116の説話(縁)は、ほぼ年代順に配列され、上巻第1縁から第4縁まで、日本仏教史の前史が描かれ、第5縁以降、日本仏教史の叙述が開始されます。
上巻第2縁に、美濃国大野郡の狐直の起源伝承がみえます。
美濃国大野郡の男が、女をナンパし、結婚して、一男を儲けましたが、女は狐でした。
程なくして、女は、子を残して去ります。
「岐都禰(きつね)」と名付けられ子は、並外れて、力持ちで、速く走ることが出来、美濃国の狐直の祖となったと記されます。(→ 美濃国大野郡の勢力)

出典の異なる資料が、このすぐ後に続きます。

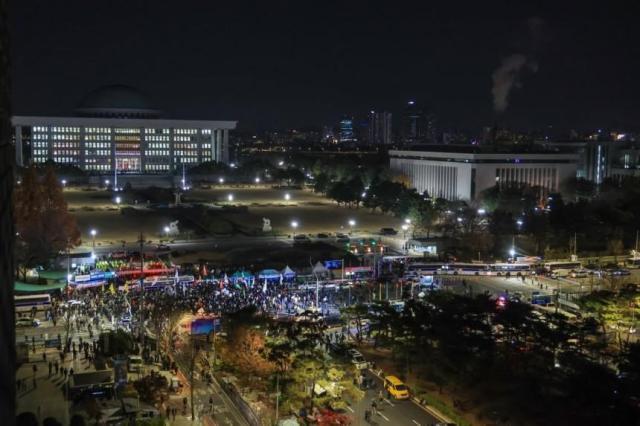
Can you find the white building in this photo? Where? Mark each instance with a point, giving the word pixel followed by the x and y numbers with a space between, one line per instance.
pixel 463 172
pixel 116 127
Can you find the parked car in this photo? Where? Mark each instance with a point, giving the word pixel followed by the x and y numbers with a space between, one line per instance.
pixel 301 239
pixel 388 231
pixel 396 388
pixel 359 362
pixel 135 364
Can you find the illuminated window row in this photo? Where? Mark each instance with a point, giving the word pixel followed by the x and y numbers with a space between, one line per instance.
pixel 156 167
pixel 97 145
pixel 98 152
pixel 64 137
pixel 185 131
pixel 157 138
pixel 97 167
pixel 66 144
pixel 186 153
pixel 158 145
pixel 157 131
pixel 185 160
pixel 157 153
pixel 66 129
pixel 98 137
pixel 126 130
pixel 65 159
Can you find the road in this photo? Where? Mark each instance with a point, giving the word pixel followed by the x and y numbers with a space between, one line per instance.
pixel 390 412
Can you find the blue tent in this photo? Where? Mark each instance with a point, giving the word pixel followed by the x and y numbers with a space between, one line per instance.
pixel 288 273
pixel 268 274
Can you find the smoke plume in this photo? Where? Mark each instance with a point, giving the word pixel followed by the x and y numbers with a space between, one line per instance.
pixel 508 75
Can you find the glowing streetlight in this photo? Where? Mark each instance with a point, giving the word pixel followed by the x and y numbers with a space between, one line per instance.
pixel 352 223
pixel 405 228
pixel 93 233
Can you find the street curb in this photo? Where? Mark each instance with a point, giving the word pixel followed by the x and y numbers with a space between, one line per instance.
pixel 435 413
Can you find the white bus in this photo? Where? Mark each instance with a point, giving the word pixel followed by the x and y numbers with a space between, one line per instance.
pixel 41 302
pixel 465 269
pixel 416 270
pixel 552 266
pixel 511 268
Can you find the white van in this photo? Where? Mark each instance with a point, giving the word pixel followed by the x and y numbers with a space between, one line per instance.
pixel 135 364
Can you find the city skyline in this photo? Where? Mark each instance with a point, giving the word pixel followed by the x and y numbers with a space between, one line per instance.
pixel 289 66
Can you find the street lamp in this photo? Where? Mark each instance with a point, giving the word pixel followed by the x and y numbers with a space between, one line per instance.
pixel 93 233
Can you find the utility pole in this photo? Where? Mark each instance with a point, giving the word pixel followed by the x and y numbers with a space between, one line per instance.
pixel 141 241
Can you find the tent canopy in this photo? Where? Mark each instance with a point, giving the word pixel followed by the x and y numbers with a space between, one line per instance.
pixel 320 269
pixel 26 288
pixel 288 272
pixel 268 274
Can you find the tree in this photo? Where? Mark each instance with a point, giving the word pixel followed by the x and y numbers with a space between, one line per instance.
pixel 43 223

続いて、上巻第3縁に、尾張国愛智郡片輪里において、雷神の子として生まれた男の子が元興寺の道場法師となる話がみえます。(→ 『日本霊異記』の尾張の道場法師伝承)
さらに、中巻第4縁には、上巻第2縁の子の子孫と、上巻第3縁の子の子孫が対決する話がみえます。
美濃国方県郡小川市で、「岐都禰」の玄孫にあたる三野狐という怪力の女が、川船の荷物を強奪して暮らしていましたが、尾張国愛智郡片輪里から来た道場法師の孫の女の怪力に負けて退散します。
「美濃国方県郡小川市」は、東山道の方県駅とされ、長良川に面する、岐阜県岐阜市合渡地区、もしくは、長良地区に比定されます。
(『日本歴史地名大系』(JapanKnowlegde):岐阜県:美濃国>方県郡)
2人の怪力女の対決の話は、越美山地をひかえる美濃国大野郡と、伊勢湾に臨む尾張国愛智郡に、強力な勢力が存在し、両者に接点があったことを象徴的に描いていると考えます。
また、『日本霊異記』の編纂者である景戒が、日本仏教前史を構成する4話のなかの2話に、これら2つの地域を取りあげていることに注目したいと思います。